New York City, famously known as the “city that never sleeps” was hit by a 4.8 magnitude earthquake.

The tremors reverberated through the towering skyscrapers and bustling suburbs as it sent shockwaves across the densely populated metropolitan area and left residents feeling shaken.

The earthquake, with its epicenter approximately 45 miles west of New York City and 50 miles north of Philadelphia, caught many off guard.

Reports indicate that over 42 million people across the Northeast region may have felt the midmorning quake with reports coming in from as far as Baltimore to Boston and beyond.

The impact of the earthquake was not confined to mere tremors; it resulted in significant damage to several multifamily homes in Newark, New Jersey, displacing nearly 30 residents.

Officials immediately sprang into action, conducting checks on bridges and other major infrastructure to assess any potential structural damage.

Flights were diverted or delayed, Amtrak slowed trains throughout the busy Northeast Corridor, and a Philadelphia-area commuter rail line suspended service as a precautionary measure.

The experience was unsettling for many New Yorkers, with some likening it to the sensation of an explosion or construction accident.

Shawn Clark, an attorney working on the 26th floor of a midtown Manhattan office, described it as “pretty weird and scary,” echoing the sentiments of many who felt the earth move beneath them.

Aftershocks were reported hours later in a central New Jersey township, causing additional concern and producing reports of damage and items falling off shelves, according to Hunterdon County Public Safety Director Brayden Fahey.

The disruption caused by the earthquake extended beyond immediate safety concerns.
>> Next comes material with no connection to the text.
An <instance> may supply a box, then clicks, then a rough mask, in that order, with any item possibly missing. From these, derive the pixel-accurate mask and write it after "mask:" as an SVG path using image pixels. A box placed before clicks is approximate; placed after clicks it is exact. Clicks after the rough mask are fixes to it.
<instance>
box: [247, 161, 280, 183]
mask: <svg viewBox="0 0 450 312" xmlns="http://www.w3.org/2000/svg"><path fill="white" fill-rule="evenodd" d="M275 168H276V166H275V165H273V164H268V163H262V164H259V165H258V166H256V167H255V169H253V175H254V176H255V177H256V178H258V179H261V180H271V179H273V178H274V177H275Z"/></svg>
Cellphone circuits were overloaded as people tried to reach loved ones, and phones blared with earthquake-related notifications during the New York Philharmonic’s morning performance, adding an unexpected twist to the day’s events.

Even as the seismic event rattled New York City, residents and officials alike drew comparisons to past earthquakes, particularly the memorable tremor of August 23, 2011. Registering a magnitude of 5.8, it was the strongest quake to hit the East Coast since World War II, leaving lasting impressions on those who experienced it.